Göreme Açık Hava Müzesi girişinin yakınındaki Meryem Ana kilisesini görüp müzeye girebiliriz. Müze alanı içerisinde küçüklü büyüklü çok sayıda kilise ile keşiş yemekhaneleri (refektorium), mezar odaları, kiler ve mahzen göreceğiz. ( Müze hergün 08.00 – 17.00 arası açık. Tel: 0. 384. 271 21 67 ) Kiliselerin hepsini açık bulamayabilirsiniz. Sürekli olarak restorasyon ve koruma çalışmaları yapılmakta olduğundan açık olanla yetineceğiz.
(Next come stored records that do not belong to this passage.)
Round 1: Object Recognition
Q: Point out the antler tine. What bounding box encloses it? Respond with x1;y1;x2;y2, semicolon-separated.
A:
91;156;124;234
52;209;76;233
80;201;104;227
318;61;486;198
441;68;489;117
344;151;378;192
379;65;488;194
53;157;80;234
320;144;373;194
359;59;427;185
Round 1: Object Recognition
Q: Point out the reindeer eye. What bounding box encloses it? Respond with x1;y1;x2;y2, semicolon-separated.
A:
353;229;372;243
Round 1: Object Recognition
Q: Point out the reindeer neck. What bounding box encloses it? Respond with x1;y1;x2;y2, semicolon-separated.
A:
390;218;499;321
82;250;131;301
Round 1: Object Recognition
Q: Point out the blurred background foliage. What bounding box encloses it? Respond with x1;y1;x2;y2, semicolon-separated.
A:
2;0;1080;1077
Müze alanındaki manastırlarda 7. yy’dan 12. yy’a kadar kilise mimarisini izlemek mümkündür. Düz tavanlı, beşik tonozlu, tek veya üç apsisli, merkezi haç planlı mimariye göre yapılmış kiliselerin fresklerinde de ikonalaşma çağı ve yerel üslupları yansıtan resimleri izleyebiliyoruz. Yöredeki manastırları “sayısız” olarak nitelersek yanlış olmaz. Bir çoğu harap durumda, freskleri yokedilmiş olarak günümüze ulaşabilmiş. Göreme vadisi kaya oyma kiliselerinin yanında doğal görünümüyle de etkileyici bir manzara sunuyor. Sırtlara doğru çıkıp Kılıçlar Vadisi ve Aktepe’yi seyrediyoruz.
Burası fotoğraf çekmek için de uygun yerlerden.
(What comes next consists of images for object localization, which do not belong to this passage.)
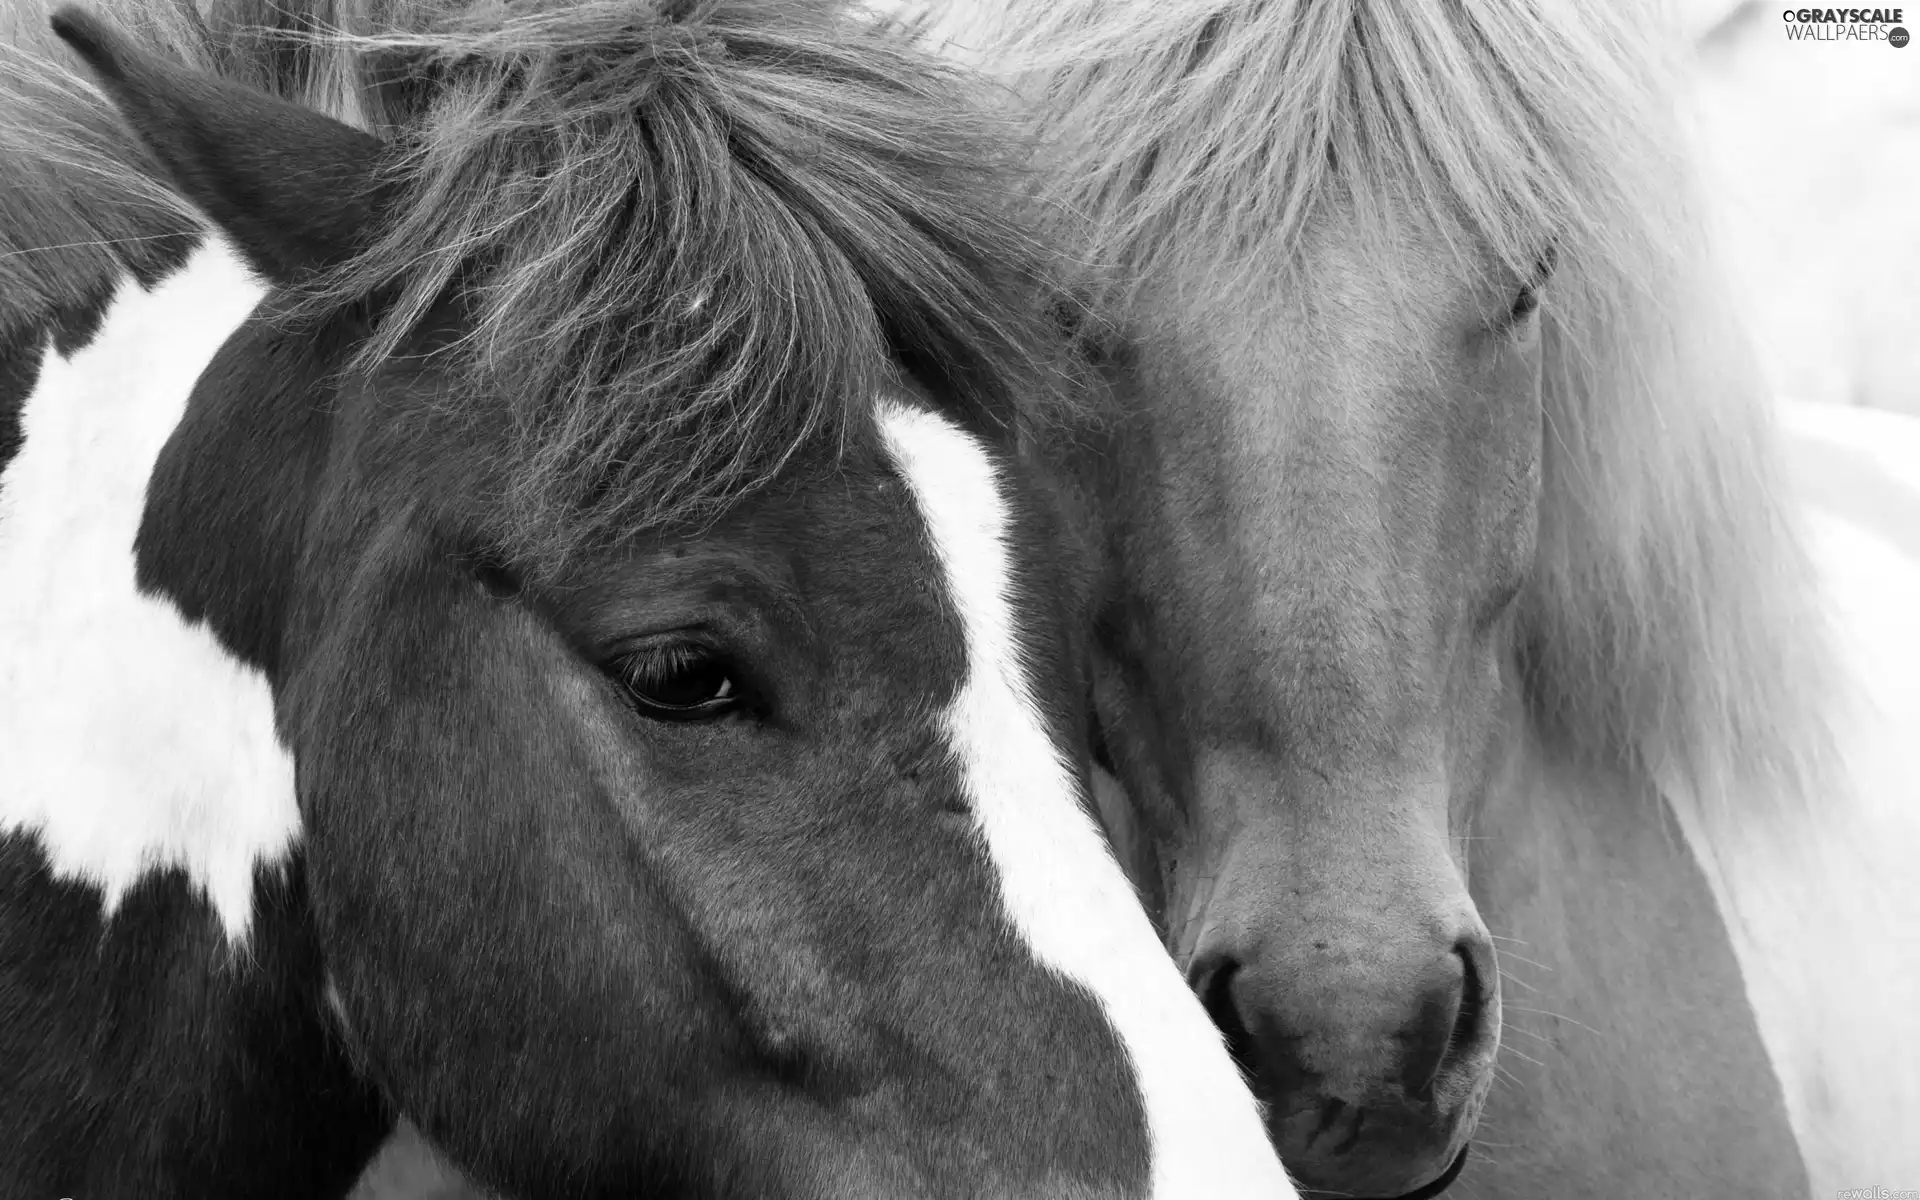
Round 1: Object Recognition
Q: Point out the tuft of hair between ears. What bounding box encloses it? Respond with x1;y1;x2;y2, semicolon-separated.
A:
275;0;1090;571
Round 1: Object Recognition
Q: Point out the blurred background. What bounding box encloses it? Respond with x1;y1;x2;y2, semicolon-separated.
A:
1683;0;1920;414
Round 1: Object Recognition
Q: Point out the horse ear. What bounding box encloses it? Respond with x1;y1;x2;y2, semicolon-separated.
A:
51;6;387;282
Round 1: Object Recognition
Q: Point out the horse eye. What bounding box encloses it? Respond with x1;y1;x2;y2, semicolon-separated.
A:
1510;248;1557;322
1510;284;1543;321
473;562;521;600
612;643;742;721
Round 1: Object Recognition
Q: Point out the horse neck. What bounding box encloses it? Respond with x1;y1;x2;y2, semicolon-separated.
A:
0;240;388;1194
1461;719;1810;1192
0;846;387;1196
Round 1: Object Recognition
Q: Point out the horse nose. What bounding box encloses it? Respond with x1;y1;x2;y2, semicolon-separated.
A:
1187;926;1497;1195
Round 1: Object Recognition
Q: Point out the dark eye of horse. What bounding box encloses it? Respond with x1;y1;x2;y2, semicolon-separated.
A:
613;642;742;721
473;562;520;600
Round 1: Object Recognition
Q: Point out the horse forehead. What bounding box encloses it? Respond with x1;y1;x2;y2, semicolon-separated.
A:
1141;228;1492;461
1141;210;1532;551
0;235;297;944
1129;325;1451;584
1110;270;1529;727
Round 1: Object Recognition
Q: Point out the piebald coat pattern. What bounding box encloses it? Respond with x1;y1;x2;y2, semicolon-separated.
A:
0;237;294;944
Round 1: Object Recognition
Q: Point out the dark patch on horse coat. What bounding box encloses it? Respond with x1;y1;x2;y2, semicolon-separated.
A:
0;840;391;1198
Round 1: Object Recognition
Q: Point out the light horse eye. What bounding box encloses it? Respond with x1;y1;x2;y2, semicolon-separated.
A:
1510;248;1558;322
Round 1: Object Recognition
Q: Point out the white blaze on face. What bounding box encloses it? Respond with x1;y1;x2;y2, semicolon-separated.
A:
0;235;298;944
876;401;1296;1200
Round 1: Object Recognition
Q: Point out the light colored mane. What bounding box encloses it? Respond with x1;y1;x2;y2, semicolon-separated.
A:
922;0;1841;821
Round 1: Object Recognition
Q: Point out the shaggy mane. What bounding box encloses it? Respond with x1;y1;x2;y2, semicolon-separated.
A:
6;0;1083;564
924;0;1841;817
283;0;1076;562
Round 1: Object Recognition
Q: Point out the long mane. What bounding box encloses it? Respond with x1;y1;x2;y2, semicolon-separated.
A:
296;0;1085;563
922;0;1841;817
7;0;1081;568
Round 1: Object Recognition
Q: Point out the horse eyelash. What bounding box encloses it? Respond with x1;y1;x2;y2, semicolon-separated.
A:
615;640;715;689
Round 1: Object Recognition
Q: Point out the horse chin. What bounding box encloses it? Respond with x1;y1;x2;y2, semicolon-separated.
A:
1382;1143;1473;1200
1266;1083;1485;1199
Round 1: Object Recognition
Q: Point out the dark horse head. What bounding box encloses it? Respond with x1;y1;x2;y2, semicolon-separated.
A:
0;4;1292;1195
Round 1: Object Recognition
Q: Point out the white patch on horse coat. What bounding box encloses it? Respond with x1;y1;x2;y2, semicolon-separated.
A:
876;402;1295;1200
1664;398;1920;1184
0;236;297;944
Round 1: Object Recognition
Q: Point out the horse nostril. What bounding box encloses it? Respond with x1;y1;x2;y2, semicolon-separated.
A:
1405;939;1491;1102
1446;939;1488;1064
1399;949;1467;1102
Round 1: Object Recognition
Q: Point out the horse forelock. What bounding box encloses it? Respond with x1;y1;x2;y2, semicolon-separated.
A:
944;0;1843;822
248;0;1086;575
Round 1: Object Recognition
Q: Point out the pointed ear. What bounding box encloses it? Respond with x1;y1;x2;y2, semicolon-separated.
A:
51;6;388;281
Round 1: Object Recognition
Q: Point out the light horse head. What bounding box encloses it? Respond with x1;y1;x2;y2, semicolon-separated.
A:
0;4;1291;1194
923;0;1835;1192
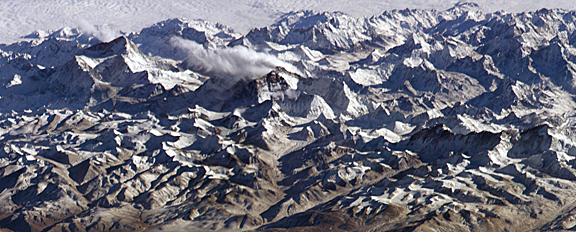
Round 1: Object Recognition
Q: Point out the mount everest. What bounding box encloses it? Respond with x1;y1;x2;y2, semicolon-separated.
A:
2;2;576;231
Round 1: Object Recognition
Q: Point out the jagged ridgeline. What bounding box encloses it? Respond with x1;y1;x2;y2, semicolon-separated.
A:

Müze alanındaki kilise ve diğer yapılardan önemlilerini görelim:
Girişte hemen karşımıza gelen yüksek kayaya Kızlar Manastırı deniyor. Dört kat halinde oyulmuştur. Birinci şapel en üstteydi, yıkıldı ve küçük bir parçası kaldı, merdivenle çıkıp kalan kısma bakıyoruz. İkinci şapel kaya kütlesinin içindedir, uzun bir geçitle ulaşılmaktadır.
Elmalı Kilise güneydeki uçurumun kıyısındaki tümseğe oyulmuştur, asıl girişin yolu çöktüğü için duvarına açılmış tünelden giriyoruz. Duvar ve tavan resimleri yer yer dökülmesine rağmen güvercinlik olarak kullanılmış olduğundan oldukça iyi korunmuştur. Ayasofya’nın temel planına uygundur.
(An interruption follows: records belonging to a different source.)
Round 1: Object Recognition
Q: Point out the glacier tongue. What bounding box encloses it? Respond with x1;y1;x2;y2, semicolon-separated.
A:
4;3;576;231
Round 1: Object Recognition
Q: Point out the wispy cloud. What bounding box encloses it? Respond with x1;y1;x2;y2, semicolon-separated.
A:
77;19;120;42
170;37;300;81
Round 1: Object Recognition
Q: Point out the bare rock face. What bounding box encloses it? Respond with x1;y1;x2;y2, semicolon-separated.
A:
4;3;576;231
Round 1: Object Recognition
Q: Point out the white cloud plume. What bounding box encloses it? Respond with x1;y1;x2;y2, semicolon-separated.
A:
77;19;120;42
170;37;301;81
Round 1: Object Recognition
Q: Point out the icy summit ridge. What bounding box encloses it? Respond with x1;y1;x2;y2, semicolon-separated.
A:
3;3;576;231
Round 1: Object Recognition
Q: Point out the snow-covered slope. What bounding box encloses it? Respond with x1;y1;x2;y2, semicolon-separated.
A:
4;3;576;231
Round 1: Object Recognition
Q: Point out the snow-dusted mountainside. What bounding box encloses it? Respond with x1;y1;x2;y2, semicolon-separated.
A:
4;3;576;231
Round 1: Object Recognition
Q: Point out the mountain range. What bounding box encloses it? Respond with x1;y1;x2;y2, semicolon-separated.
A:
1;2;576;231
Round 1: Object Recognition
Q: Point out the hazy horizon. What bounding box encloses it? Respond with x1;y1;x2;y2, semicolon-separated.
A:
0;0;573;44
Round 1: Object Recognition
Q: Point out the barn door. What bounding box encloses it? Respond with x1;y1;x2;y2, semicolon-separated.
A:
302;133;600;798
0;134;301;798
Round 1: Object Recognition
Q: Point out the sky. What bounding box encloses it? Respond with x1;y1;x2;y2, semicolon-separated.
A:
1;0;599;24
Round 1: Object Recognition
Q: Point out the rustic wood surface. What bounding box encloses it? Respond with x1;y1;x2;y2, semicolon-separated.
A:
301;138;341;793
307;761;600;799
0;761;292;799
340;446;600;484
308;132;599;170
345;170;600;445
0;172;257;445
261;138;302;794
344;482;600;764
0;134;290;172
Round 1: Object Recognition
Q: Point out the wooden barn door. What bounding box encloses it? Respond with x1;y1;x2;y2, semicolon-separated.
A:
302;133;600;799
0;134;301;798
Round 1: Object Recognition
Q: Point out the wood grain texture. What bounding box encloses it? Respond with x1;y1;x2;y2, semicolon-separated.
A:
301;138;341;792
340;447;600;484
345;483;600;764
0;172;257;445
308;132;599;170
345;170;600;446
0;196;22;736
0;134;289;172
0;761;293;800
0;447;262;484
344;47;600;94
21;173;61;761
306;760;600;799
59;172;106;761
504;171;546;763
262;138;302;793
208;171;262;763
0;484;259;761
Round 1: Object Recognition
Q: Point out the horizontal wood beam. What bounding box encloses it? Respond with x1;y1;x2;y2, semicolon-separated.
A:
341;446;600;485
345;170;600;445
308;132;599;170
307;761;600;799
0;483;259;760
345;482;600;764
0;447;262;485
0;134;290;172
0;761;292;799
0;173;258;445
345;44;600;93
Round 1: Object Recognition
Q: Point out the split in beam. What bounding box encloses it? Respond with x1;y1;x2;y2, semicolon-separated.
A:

Dokuz kubbeli, dört sütunlu, Grek haç planlı ve üç apsisli kilise 11. Yy. ortası ile 12. Yy. başına tarihleniyor. İsa’nın yaşamından 15 sahne resmedilmiş. Ana kubbede Pantokrator ( Evrenin Efendisi ) İsa, diğerlerinde melekler görülüyor.
Azize Barbara Kilisesi’ne(Şapel) Elmalı’nın ters yönünden giriliyor. İki sütunlu kubbesi, haç planı ile 11. Yy. özellikleri taşıyor. Tavanında ve duvarlarında basit halk süslemeleri görülüyor. Çok renkli ve karışık kompozisyonlar resmedilmiş. Girişin karşısındaki hayvan figürleri büyü bozmayı ifade ediyor.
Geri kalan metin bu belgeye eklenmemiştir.